The mes-metencephalic boundary (isthmus) has been suggested to act as an organizer in the development of the optic tectum. Pax-5 was cloned as a candidate for regulator of the organizing center. Isthmus-specific expression of Pax-5 and analogy with the genetic cascade in Drosophila suggest that Pax-5 may be at a higher hierarchical position in the gene regulation cascade of tectum development. To examine this possibility, a gain-of-function experiment on Pax-5 was carried out. In ovo electroporation on E2 chick brain with the eucaryotic expression vector that encodes chick Pax-5 cDNA was used. Not only was a considerable amount of Pax-5 expressed ectopically in the transfected brain, but irregular bulging of the neuroepithelium was induced in the diencephalon and mesencephalon. At Pax-5 misexpressing sites, uptake of BrdU was increased. Histological examination of E7 transfected brain revealed that Pax-5 caused transdifferentiation of diencephalon into the tectum-like structure. In the bulges of the E7 mesencephalon, differentiation of laminar structure was repressed when compared to the normal side. In transfected embryos, En-2, Wnt-1 and Fgf8 were up-regulated ectopically, and Otx2 was down-regulated in the diencephalon to mesencephalon. Moreover, Ephrin-A2, which is expressed specifically in the tectum with a gradient highest at the caudal end, is suggested to be involved in pathfinding of the retinal fibers, and was induced in the bulges. When the mouse Fgf8 expression vector was electroporated, Pax-5 and chick Fgf8 were also induced ectopically. These results suggest that Pax-5, together with Fgf8, hold a higher position in the genetic hierarchy of the isthmus organizing center and regulate its activity.     

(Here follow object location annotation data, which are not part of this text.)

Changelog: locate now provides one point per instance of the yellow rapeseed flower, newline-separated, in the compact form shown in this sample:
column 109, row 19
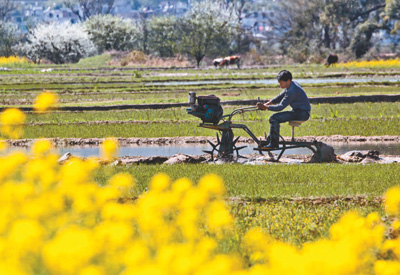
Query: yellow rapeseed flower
column 11, row 122
column 70, row 251
column 13, row 60
column 26, row 235
column 387, row 267
column 392, row 201
column 3, row 145
column 45, row 101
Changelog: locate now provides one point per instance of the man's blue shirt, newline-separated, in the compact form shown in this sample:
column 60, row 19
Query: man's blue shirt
column 293, row 96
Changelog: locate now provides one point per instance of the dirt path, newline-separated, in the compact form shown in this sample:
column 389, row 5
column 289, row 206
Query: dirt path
column 60, row 142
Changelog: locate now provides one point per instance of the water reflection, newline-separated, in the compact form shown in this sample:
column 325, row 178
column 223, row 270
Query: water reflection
column 384, row 148
column 273, row 81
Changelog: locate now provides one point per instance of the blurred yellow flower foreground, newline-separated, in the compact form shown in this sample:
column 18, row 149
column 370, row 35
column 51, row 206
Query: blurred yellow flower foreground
column 55, row 219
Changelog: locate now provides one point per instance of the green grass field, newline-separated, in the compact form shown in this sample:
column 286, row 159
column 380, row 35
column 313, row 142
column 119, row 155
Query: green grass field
column 267, row 194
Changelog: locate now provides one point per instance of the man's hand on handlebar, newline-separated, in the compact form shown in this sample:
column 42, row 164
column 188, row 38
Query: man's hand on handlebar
column 262, row 106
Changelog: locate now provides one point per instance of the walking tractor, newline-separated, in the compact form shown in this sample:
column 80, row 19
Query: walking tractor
column 209, row 110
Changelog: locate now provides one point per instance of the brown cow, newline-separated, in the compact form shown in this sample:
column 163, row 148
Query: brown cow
column 332, row 59
column 229, row 60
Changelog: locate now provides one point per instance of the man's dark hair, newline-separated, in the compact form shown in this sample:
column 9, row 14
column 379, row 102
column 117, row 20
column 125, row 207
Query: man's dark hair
column 284, row 76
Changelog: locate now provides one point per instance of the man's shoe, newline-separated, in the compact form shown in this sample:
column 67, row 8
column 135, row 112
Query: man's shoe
column 270, row 146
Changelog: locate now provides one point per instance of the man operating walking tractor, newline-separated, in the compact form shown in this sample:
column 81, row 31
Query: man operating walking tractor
column 209, row 110
column 293, row 95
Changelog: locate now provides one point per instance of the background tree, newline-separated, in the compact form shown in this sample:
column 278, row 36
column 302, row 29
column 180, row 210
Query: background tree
column 207, row 29
column 238, row 7
column 315, row 26
column 9, row 37
column 59, row 43
column 392, row 10
column 163, row 36
column 84, row 9
column 110, row 32
column 6, row 6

New regulatory interactions and cellular responses in the isthmic organizer region revealed by altering Gbx2 expression

The mouse homeobox gene Gbx2 is first expressed throughout the posterior region of the embryo during gastrulation, and becomes restricted to rhombomeres 1-3 (r1-3) by embryonic day 8.5 (E8.5). Previous studies have shown that r1-3 do not develop in Gbx2 mutants and that there is an early caudal expansion of the midbrain gene Otx2 to the anterior border of r4. Furthermore, expression of Wnt1 and Fgf8, two crucial components of the isthmic organizer, is no longer segregated to adjacent domains in Gbx2 mutants. In this study, we extend the phenotypic analysis of Gbx2 mutants by showing that Gbx2 is not only required for development of r1-3, but also for normal gene expression in r4-6. To determine whether Gbx2 can alter hindbrain development, we generated Hoxb1-Gbx2 (HG) transgenic mice in which Gbx2 is ectopically expressed in r4. We show that Gbx2 is not sufficient to induce r1-3 development in r4. To test whether an Otx2/Gbx2 interface can induce r1-3 development, we introduced the HG transgene onto a Gbx2-null mutant background and recreated a new Otx2/Gbx2 border in the anterior hindbrain. Development of r3, but not r1 and r2, is rescued in Gbx2-/-; HG embryos. In addition, the normal spatial relationship of Wnt1 and Fgf8 is established at the new Otx2/Gbx2 border, demonstrating that an interaction between Otx2 and Gbx2 is sufficient to produce the normal pattern of Wnt1 and Fgf8 expression. However, the expression domains of Fgf8 and Spry1, a downstream target of Fgf8, are greatly reduced in mid/hindbrain junction area of Gbx2-/-; HG embryos and the posterior midbrain is truncated because of abnormal cell death. Interestingly, we show that increased cell death and a partial loss of the midbrain are associated with increased expression of Fgf8 and Spry1 in Gbx2 conditional mutants that lack Gbx2 in r1 after E9.0. These results together suggest that cell survival in the posterior midbrain is positively or negatively regulated by Fgf8, depending on Fgf8 expression level. Our studies provide new insights into the regulatory interactions that maintain isthmic organizer gene expression and the consequences of altered levels of organizer gene expression on cell survival.